“I have no idea why he’d go there,” the younger sister said of her father’s trip to Oregon. “He didn’t like the rain. He used to tell us he had enough of water from being on the Pacific all those years. He was stationed in San Diego.”

The women didn’t know if he had any friends in Oregon, but they suspected he probably did.

“He never knew a stranger. The men on the ship loved my dad. He was booked for fourteen weddings when he retired.”

“Did he know Marcus Wheaton? Claire Logan?”

The older of the two wrinkled her brow. “I read about them in the paper today,” she said. “But, no, he did not know them that we ever heard.”

“Even though he didn’t say that he was leaving town,” the other said, finally speaking up. “There is one thing that we always wondered about.”

“What’s that?”

“He sold his condo two months before he disappeared. We don’t know what happened with that money… and what about his pension? The navy wouldn’t tell us a thing about it, but I got the impression that he was still getting his checks. For the longest time I thought he was alive.”

“How much money did he have?” the agent asked. “I mean, was your father wealthy?”

“Not really. He spent most of his money on photography equipment. He bought two Nikons and a Hasselblad in one year. But the money from the condo was probably greater than two hundred thousand dollars. It had a view of the Hotel del Coronado. He loved that red peaked roof. My dad thought it looked like a circus tent. And it did. He was like that sometimes. He liked the circus.”

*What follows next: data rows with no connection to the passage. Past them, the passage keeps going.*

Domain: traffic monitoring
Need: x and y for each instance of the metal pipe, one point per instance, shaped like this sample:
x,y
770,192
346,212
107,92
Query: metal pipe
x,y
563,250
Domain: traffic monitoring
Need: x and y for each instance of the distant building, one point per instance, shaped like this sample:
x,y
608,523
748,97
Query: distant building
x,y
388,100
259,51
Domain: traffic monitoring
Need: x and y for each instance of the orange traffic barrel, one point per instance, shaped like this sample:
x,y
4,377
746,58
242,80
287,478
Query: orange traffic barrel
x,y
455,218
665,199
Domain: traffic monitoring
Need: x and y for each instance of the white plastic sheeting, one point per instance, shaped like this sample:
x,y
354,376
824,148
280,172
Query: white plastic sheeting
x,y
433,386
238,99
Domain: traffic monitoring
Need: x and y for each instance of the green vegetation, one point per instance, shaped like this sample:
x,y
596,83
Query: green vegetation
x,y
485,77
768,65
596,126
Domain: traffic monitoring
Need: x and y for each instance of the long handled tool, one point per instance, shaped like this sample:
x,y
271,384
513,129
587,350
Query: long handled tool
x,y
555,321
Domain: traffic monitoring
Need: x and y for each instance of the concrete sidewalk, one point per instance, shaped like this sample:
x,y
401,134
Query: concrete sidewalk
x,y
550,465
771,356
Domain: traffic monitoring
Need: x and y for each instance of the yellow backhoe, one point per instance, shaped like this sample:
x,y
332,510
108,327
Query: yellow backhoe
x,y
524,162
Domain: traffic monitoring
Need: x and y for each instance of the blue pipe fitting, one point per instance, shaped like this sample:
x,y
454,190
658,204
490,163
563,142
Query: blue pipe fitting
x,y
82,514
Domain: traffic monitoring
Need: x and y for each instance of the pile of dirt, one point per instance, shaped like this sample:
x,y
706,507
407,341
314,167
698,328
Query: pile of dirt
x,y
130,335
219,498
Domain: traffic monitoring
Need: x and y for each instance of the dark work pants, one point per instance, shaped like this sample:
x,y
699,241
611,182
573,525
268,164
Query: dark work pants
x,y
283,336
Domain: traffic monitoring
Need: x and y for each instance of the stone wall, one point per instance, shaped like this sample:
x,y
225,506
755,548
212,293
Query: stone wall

It was the box, or more accurately its contents, Barbara Layton had given Bauer in Deer Lake that gave the case an entirely new and, some would say, disturbing focus. It was true that Bauer gave the contents a cursory review before scrunching his six-foot frame into a seat on the flight to Portland and had fully intended to pore over the entire contents. But the bumpy ride and the queasiness in his stomach forced him to set everything aside. Upchucking into the box, he suspected, would be extremely poor form. It wasn’t until he got back to his apartment in Portland that he made a pivotal discovery.

The apartment building manager was lurking in the parking lot in the way he always did—giving young girls the creeps and making awkward conversation necessary from those who caught his eye. Bauer slung his bag over his shoulder and locked his car. And since conversation couldn’t be completely avoided, he told the lurking manager that he’d likely be “in and out” over the next few weeks.

The man nodded, his eyes hinting for more information in the transparently pathetic way frequently employed by bad actors and the very lonely.

“On assignment,” he said, though he felt like a jerk after the words slipped off his tongue. It sounded so… so… Mr. Big.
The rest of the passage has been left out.